Lawyers for the personal trainer of baseball star Barry Bonds will get a chance to retest suspected steroids taken from his apartment and car in a raid last year.
Prosecutors said in court on Friday that they have agreed in principle to hand over the evidence, which they claim includes vials of suspected steroids and human growth hormone.
Details of the agreement are to be finalized by May 14, and attorneys for personal trainer Greg Anderson say they expect their own chemical analysis of the materials to take about two to three weeks after that.
Anderson is one of four men charged in a drug-distribution ring allegedly centered around the Bay Area Laboratory Co-Operative. All four have pleaded innocent. No athlete has been charged, and Bonds repeatedly has denied using steroids.
Among the items prosecutors said were seized included 10 vials labeled as Serostim, a synthetic human growth hormone, and a 30-tablet bottle of the steroid Andriol -- with just one red pill inside. Also found was a vial labeled depo-testosterone and another labeled Enantat, both steroids.
Prosecutors claimed they also found US$63,920 in cash in a locked safe at Anderson's residence, and that "some of the money was broken up into separate envelopes with the first names of known athlete clients written on them."
"In addition, agents found files identifying specific athletes," the government has claimed. "These files contained calendars, which appear to contain references to daily doses of steroids and growth hormones."
Prosecutor Jeff Nedrow said in court Friday that the retesting of urine samples from major league baseball players, which were seized in an April 8 federal raid on a Las Vegas drug-testing lab, is still in legal limbo.

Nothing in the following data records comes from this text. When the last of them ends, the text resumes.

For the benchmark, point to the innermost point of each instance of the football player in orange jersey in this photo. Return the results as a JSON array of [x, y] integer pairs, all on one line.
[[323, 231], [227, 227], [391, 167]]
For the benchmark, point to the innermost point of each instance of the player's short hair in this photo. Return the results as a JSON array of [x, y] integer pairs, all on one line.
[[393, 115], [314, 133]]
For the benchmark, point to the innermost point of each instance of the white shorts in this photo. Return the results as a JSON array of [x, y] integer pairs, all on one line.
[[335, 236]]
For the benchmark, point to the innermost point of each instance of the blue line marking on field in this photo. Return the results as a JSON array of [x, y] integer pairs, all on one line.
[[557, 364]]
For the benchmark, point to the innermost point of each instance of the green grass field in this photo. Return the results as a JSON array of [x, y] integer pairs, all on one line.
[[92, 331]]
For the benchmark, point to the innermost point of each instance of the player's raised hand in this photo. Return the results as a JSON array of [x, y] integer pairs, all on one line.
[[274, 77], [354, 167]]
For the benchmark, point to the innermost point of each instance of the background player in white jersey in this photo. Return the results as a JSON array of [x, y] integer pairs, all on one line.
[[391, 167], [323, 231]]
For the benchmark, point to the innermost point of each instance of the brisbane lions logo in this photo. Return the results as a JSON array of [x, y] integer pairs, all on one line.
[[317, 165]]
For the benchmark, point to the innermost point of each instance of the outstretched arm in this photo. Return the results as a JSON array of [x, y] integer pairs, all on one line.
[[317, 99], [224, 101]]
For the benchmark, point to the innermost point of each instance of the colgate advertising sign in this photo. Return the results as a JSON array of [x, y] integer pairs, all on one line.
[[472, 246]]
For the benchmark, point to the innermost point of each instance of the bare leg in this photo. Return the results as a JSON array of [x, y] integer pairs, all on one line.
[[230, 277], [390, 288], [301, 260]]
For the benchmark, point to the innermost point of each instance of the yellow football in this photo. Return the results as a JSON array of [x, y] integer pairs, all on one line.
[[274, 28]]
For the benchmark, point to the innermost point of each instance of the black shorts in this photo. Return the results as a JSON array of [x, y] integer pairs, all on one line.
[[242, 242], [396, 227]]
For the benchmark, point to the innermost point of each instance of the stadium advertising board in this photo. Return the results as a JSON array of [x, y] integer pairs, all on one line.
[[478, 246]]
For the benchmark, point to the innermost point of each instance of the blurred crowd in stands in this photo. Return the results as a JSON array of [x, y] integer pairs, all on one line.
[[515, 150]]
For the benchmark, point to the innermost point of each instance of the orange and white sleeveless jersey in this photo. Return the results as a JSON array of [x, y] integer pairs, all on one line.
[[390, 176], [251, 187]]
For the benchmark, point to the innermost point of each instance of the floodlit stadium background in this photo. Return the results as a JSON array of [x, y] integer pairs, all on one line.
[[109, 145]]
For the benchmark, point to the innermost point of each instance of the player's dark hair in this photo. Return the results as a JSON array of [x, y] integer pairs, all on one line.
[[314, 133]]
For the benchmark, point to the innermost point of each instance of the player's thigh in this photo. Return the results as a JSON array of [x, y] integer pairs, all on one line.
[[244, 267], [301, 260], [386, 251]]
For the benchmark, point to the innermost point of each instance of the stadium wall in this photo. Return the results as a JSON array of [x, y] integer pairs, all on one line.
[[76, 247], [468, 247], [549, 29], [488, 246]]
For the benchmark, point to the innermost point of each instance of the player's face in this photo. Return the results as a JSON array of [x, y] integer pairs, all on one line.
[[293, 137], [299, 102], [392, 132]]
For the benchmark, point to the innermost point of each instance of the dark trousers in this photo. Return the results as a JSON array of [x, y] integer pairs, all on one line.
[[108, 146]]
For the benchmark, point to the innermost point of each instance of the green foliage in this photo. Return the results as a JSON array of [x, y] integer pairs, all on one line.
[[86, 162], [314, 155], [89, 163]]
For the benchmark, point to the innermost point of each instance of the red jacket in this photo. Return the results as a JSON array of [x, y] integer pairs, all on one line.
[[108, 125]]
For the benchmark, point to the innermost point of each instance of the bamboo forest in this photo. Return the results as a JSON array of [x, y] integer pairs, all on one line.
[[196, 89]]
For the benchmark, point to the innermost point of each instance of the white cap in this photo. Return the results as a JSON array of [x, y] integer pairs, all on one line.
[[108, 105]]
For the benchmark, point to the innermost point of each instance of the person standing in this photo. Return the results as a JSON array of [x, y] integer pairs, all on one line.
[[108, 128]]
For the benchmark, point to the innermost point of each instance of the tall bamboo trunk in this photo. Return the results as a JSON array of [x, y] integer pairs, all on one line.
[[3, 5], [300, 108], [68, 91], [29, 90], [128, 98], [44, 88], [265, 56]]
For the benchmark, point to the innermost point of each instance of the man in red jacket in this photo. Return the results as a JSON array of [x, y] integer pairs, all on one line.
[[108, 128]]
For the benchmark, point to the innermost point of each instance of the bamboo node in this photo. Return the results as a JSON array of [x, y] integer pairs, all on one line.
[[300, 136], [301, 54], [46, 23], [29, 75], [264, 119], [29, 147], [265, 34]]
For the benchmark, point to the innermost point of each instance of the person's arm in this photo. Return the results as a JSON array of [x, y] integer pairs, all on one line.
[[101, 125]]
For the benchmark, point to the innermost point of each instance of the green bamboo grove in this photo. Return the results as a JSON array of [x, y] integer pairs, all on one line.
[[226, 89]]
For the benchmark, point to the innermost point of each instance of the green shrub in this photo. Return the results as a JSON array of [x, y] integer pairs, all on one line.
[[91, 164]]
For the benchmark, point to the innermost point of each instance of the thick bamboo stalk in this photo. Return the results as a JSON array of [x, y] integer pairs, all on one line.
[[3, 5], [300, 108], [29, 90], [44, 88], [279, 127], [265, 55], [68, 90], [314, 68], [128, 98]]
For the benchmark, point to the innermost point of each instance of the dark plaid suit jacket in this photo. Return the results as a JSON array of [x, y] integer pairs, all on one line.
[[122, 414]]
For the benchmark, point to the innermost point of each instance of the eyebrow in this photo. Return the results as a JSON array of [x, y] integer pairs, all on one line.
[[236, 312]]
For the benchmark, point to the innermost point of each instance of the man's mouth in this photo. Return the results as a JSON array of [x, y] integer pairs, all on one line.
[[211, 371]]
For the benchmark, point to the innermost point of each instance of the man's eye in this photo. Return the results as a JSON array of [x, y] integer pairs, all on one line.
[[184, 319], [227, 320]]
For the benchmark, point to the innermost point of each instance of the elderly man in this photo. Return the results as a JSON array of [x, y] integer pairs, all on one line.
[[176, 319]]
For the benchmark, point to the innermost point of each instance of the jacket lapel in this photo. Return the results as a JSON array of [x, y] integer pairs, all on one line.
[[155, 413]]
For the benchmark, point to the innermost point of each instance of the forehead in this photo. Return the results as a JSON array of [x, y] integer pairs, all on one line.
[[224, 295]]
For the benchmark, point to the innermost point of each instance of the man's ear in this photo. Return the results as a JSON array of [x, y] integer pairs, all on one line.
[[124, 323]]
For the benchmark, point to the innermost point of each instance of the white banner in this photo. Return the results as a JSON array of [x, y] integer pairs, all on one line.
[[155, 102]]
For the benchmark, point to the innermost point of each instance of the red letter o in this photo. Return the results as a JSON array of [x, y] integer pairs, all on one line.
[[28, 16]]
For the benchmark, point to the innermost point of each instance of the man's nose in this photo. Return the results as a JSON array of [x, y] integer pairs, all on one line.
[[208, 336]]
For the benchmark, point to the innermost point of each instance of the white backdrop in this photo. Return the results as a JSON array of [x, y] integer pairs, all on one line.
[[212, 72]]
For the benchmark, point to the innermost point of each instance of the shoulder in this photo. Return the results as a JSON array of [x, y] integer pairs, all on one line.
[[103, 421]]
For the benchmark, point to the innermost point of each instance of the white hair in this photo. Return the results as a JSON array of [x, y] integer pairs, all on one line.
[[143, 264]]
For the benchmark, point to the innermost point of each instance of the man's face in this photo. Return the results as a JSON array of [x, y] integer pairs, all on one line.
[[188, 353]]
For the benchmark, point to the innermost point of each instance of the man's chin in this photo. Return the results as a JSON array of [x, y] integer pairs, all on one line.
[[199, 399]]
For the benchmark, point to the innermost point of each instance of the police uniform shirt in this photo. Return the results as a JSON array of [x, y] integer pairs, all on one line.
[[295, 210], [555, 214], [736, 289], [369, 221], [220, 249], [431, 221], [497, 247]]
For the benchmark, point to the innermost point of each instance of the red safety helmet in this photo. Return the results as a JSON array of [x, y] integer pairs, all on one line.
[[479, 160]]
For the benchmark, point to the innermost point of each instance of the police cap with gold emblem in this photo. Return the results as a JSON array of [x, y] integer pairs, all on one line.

Nedrow said a motion to block the testing has been filed in a federal court in Los Angeles, but did not provide any details about who is trying to block that testing.
Major League Baseball's players' association earlier filed a motion seeking to quash a subpoena for those test results. The subpoena sought test results from Bonds and about 10 other players, but it is unclear whether urine samples from Bonds and the others were taken in the Las Vegas raid.
Anderson's lawyers filed two motions this week -- one seeking results from those urine tests, and another accusing the Bush administration of "a political agenda'' in the BALCO case.
Prosecutors again tried on Friday to schedule an early trial, saying the government was ready for a mid-June trial. But lawyers for all four defendants said that's far too soon, and US District Judge Susan Illston agreed -- and set another status hearing in the case for June 25.